TAMPA — Every year, it seems, another piece of history crumbles. Two years ago, the Maas Brothers department store was bulldozed to make way for a condominium development that hasn't taken shape. Last year, downtown's vacant Albany Hotel went up in flames. And just last month, the roof of the 95-year-old Gary school caved in, after years of warnings about water damage. Dennis Fernandez, the city's historic preservation manager, calls these classic cases of "demolition by neglect." And he's working on a plan to stop others from meeting the same fate.
To Fernandez, the symptoms are all too familiar: failed plans, meager maintenance, bad security, broken windows and bad roofs left unattended, allowing water to seep in.
The city tries to step in, but two of its departments work against each other.
The historic preservation department's primary goal is to protect the city's most treasured buildings.
The code enforcement department's primary goal is to protect the public. If a historic building is decaying and poses a danger, one way to correct the problem is to demolish the structure.
That's often the cheapest option for owners, as violation fines are capped, but the price of restoration can climb into the millions. Fernandez is afraid that makes demolition an easy fix.
"An owner may feel that by the passive neglect of the building, he can have his end result."
So the city attorney, along with the code enforcement and historic preservation departments, is drafting an ordinance to make demolition a little harder.
It's still in its early stages, but some options they're considering are court-ordered injunctions and financial incentives to rehabilitate buildings.
They also want to put historic buildings on a fast track through the code-enforcement process.
They expect to present their proposed ordinance to the City Council by the end of the year.
If passed, it will kick in too late to help the Gary school.
It was in bad shape when John Simon bought it last year from the Hillsborough County School Board.
Simon planned to turn it into a school sports facility, but as his zoning plans lingered, code violations piled up.

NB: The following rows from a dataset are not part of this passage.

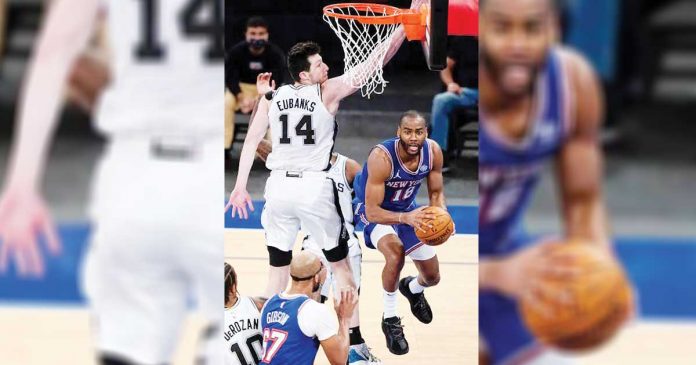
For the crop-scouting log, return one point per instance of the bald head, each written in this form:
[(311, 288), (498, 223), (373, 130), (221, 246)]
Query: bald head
[(304, 266)]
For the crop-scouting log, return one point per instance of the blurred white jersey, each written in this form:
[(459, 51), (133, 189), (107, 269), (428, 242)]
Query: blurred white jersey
[(302, 129), (242, 332), (167, 67)]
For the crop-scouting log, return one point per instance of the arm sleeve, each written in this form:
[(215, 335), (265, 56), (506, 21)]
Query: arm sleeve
[(315, 320)]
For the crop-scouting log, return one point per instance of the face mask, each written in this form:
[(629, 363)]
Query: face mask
[(257, 43)]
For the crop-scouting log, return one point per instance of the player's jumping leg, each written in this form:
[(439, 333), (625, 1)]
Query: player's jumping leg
[(413, 287), (390, 246)]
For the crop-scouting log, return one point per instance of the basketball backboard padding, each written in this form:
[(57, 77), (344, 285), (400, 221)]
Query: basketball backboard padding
[(463, 18)]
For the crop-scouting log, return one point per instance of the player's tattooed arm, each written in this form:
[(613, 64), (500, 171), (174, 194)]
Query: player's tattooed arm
[(580, 162), (379, 168), (436, 190)]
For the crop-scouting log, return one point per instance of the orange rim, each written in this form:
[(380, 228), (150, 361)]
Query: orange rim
[(393, 17)]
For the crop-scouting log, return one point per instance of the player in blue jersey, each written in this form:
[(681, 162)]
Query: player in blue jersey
[(539, 102), (295, 324), (385, 205)]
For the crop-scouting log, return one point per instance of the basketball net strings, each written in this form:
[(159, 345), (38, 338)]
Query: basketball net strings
[(364, 48)]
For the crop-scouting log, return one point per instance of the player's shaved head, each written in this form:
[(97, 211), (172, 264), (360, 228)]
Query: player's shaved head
[(412, 115), (304, 266)]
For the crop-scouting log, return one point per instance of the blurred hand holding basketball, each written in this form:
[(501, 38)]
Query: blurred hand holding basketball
[(264, 83), (24, 219), (440, 227), (520, 276), (418, 218), (601, 298), (239, 201)]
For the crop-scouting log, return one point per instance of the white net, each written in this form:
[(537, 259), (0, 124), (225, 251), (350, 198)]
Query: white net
[(364, 47)]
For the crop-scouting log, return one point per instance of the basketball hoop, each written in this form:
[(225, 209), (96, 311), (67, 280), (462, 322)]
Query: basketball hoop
[(366, 31)]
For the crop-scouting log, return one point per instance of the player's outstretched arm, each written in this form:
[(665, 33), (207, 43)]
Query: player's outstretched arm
[(240, 198), (24, 215), (336, 347), (436, 187), (379, 168), (580, 162)]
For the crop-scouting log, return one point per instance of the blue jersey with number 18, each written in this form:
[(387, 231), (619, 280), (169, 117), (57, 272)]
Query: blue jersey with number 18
[(401, 188)]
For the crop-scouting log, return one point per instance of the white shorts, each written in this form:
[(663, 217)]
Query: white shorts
[(419, 252), (354, 260), (149, 258), (306, 201)]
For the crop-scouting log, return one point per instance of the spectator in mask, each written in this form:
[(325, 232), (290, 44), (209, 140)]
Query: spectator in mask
[(243, 63)]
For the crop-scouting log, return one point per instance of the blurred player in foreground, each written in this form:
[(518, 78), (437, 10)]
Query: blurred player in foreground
[(155, 190), (295, 324), (242, 330), (539, 102), (386, 192)]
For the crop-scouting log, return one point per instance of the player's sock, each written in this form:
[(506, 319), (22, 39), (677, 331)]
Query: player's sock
[(389, 303), (355, 336), (415, 287)]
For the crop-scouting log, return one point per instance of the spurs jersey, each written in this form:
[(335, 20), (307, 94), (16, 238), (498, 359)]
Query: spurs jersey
[(167, 67), (302, 129), (337, 173), (509, 171), (242, 333)]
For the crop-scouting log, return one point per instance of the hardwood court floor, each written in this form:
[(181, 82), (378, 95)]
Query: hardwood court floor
[(61, 335), (452, 337)]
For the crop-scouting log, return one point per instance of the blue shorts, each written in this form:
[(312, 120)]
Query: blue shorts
[(406, 233), (500, 323)]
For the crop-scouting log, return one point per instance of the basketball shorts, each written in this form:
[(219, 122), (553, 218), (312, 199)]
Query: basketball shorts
[(413, 247), (155, 248), (307, 200), (507, 339), (354, 259)]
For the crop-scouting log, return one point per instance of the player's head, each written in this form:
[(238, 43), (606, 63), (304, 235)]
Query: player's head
[(515, 38), (306, 65), (256, 33), (230, 283), (306, 267), (412, 132)]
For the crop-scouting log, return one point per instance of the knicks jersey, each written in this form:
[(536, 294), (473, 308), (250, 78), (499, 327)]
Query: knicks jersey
[(402, 186), (284, 342), (303, 131), (167, 67), (509, 171), (242, 333)]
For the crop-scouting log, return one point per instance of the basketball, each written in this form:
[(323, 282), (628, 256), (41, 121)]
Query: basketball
[(602, 300), (441, 230)]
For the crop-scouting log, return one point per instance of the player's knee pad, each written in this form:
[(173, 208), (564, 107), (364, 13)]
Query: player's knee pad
[(337, 253), (278, 258)]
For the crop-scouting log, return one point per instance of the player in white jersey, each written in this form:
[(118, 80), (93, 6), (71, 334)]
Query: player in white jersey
[(303, 129), (157, 238), (342, 173), (242, 330)]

In May, the city ordered him to repair the roof, the masonry brick facade, exterior stairways, windows, doors and gutters. Officials say he never did.
Then, on July 22, the old building gave in.
Simon will face the code enforcement board Wednesday, when members will decide whether he is guilty of the violations that caused the collapse.
City engineers who inspected the site after its collapse say the building can be stabilized, but Simon has told the city he wants to demolish what's left.
He's familiar with the process — his company, JVS Contracting, demolishes buildings.
He may have to wait until November for a hearing with the Architectural Review Board, which must approve any demolition.
That is, unless the rest of the building collapses.